In the Vanity Fair article, Beatty says: “Reds marked the end of something, in the subject matter and the willingness to gamble…Reds is a political movie. It begins with politics and it ends with politics.” But actually, literally, it begins with Diane Keaton and ends with her, after Reed’s death. It constantly mixes personal and political travails to an extent that leaves it quite unclear what Beatty regards as the greatest tragedy. In the latter stretches, Reed is trapped inside Russia and Bryant embarks on a long and hazardous journey to find him. The troubles of these two little people shouldn’t amount to a hill of beans against the bigger picture, but as in so many movies, the final confirmation of their bond almost seems to mitigate the crumbling of the greater vision. The film is fairly good at dramatizing the squabbling that consumes the emergent American left, and the crushing bureaucracy that instantly takes hold in Russia, but again presents these primarily as matters of frustrated ambition and wounded pride and petty self-preservation and so forth.
Work Of A Marxist
Thomson says, “Reds is still a fascinating picture with passages of greatness – but it never seems the work of a Marxist.” That might be considered a facetious criticism under the circumstances. Except that we've just had Syriana and Good Night, And Good Luck and other movies that if not actually seeming Marxist, are certainly more consistently ideological than Reds ever contemplates.
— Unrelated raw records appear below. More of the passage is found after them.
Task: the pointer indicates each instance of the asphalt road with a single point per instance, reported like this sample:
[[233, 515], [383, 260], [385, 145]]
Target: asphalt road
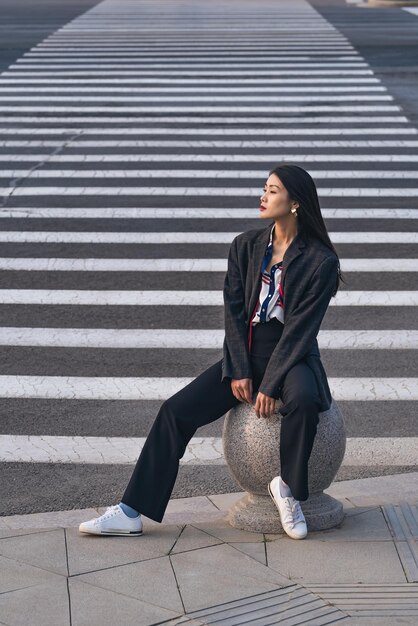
[[67, 167]]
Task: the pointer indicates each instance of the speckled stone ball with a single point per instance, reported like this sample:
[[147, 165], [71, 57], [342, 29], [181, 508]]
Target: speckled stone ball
[[252, 451]]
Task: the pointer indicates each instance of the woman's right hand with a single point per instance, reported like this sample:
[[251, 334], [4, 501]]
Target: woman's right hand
[[242, 389]]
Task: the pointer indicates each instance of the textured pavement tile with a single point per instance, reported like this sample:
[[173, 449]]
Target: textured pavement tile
[[368, 525], [192, 538], [92, 605], [87, 553], [16, 575], [313, 561], [40, 605], [224, 574], [381, 621], [223, 530], [45, 550], [151, 581], [292, 605]]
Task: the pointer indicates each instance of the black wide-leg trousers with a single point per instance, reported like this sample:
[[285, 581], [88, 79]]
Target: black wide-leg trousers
[[204, 400]]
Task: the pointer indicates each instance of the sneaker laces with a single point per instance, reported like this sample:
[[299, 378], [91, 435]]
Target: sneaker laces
[[294, 511], [110, 512]]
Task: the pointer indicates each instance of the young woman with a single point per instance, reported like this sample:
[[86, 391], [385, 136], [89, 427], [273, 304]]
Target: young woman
[[277, 289]]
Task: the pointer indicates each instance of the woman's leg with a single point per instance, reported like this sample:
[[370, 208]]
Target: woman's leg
[[300, 416], [204, 400]]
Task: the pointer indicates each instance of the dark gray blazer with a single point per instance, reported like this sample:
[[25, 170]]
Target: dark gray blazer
[[309, 276]]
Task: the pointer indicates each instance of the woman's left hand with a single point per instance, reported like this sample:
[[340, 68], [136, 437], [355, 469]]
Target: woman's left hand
[[264, 406]]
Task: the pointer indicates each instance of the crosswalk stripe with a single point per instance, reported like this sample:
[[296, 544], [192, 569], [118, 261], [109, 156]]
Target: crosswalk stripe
[[325, 174], [228, 98], [330, 192], [221, 132], [199, 213], [57, 264], [184, 298], [199, 109], [194, 338], [189, 119], [199, 451], [210, 158], [36, 64], [187, 237], [175, 99], [365, 389]]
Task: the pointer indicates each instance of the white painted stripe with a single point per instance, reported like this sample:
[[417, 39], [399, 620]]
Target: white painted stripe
[[189, 119], [169, 98], [181, 298], [19, 80], [201, 213], [46, 236], [198, 109], [199, 451], [327, 174], [242, 65], [149, 56], [180, 339], [225, 143], [181, 265], [330, 192], [161, 388], [240, 73], [205, 158], [182, 89], [167, 46], [63, 55], [214, 132]]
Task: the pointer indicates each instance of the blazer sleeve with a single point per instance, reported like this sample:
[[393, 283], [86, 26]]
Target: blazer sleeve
[[236, 339], [302, 327]]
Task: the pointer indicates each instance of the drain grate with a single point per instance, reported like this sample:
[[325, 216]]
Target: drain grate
[[286, 606], [402, 520]]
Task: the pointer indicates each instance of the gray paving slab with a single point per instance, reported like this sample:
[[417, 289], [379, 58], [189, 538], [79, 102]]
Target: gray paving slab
[[46, 550], [192, 538], [314, 560], [151, 581], [17, 575], [223, 530], [366, 525], [224, 574], [45, 604], [256, 551], [87, 553], [92, 605]]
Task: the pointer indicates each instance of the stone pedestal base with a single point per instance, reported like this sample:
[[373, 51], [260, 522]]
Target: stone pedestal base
[[259, 514], [252, 452]]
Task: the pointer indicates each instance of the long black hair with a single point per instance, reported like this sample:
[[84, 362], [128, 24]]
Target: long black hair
[[301, 188]]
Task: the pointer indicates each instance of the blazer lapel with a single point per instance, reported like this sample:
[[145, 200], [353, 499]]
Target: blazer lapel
[[292, 252]]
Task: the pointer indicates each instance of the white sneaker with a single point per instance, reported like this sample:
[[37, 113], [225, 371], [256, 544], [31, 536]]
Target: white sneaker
[[113, 522], [291, 515]]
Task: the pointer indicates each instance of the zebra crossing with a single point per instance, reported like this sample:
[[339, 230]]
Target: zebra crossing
[[134, 144]]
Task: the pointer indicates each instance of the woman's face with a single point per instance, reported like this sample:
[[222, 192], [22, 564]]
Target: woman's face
[[275, 199]]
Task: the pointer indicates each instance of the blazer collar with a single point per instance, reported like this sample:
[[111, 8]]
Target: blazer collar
[[295, 249]]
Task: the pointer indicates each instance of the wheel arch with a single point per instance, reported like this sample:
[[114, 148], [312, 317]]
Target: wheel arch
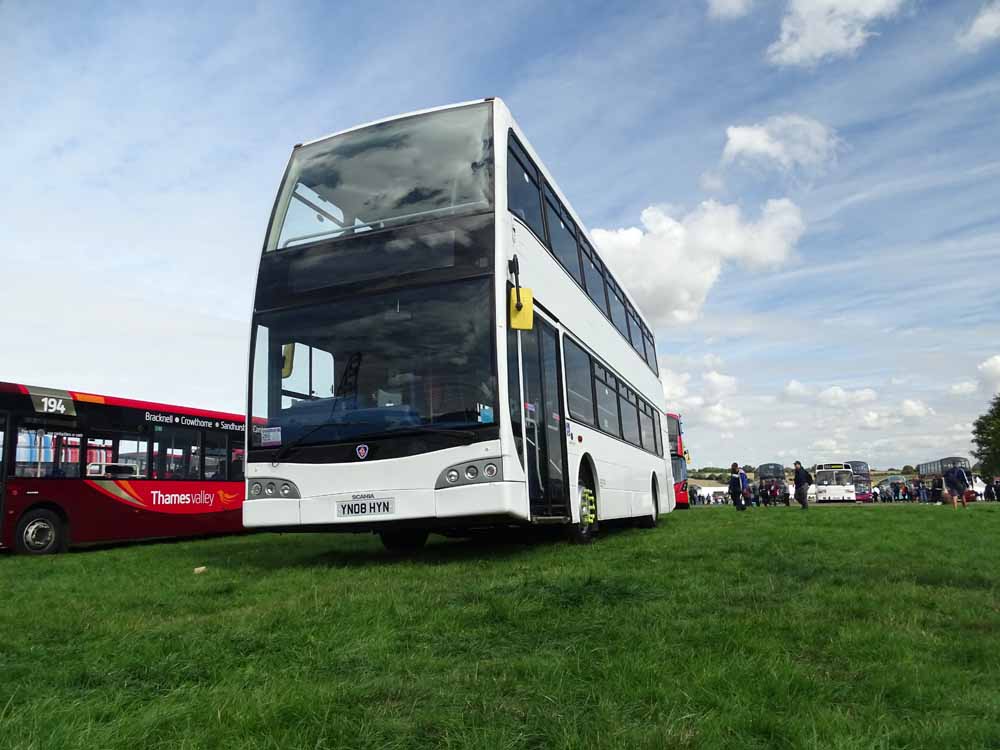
[[48, 505], [586, 467]]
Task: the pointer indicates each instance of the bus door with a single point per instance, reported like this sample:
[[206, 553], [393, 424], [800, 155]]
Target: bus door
[[544, 422], [4, 429]]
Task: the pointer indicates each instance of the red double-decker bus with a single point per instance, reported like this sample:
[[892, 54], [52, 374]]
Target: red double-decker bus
[[79, 468], [675, 435], [678, 459]]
It seems to me actually that Beatty’s comment about Reds marking the end of something makes most sense in purely personal terms, in that he never marshaled his talents on such a scale again. And it’s not so inconceivable that he might confuse a self-diagnosis as a national prescription – he’s been a celebrity longer than many of us have been alive, and even now, his name regularly comes up as a semi-plausible Presidential candidate, despite a total absence of credentials other than, of course, the vague appeal of a counterbalance to Arnold Schwarzenegger.
None of this diminishes the film’s uniqueness, or the remarkableness of its existence. But I recently wrote about how I came out of V For Vendetta – a much less interesting film – seething with anger against our current state of things. Reds surely ought to provoke something similar, but settles for poignancy and regret. Presumably this is a true gauge of Beatty’s view of things, which probably only confirms the limits of his potential as a politician.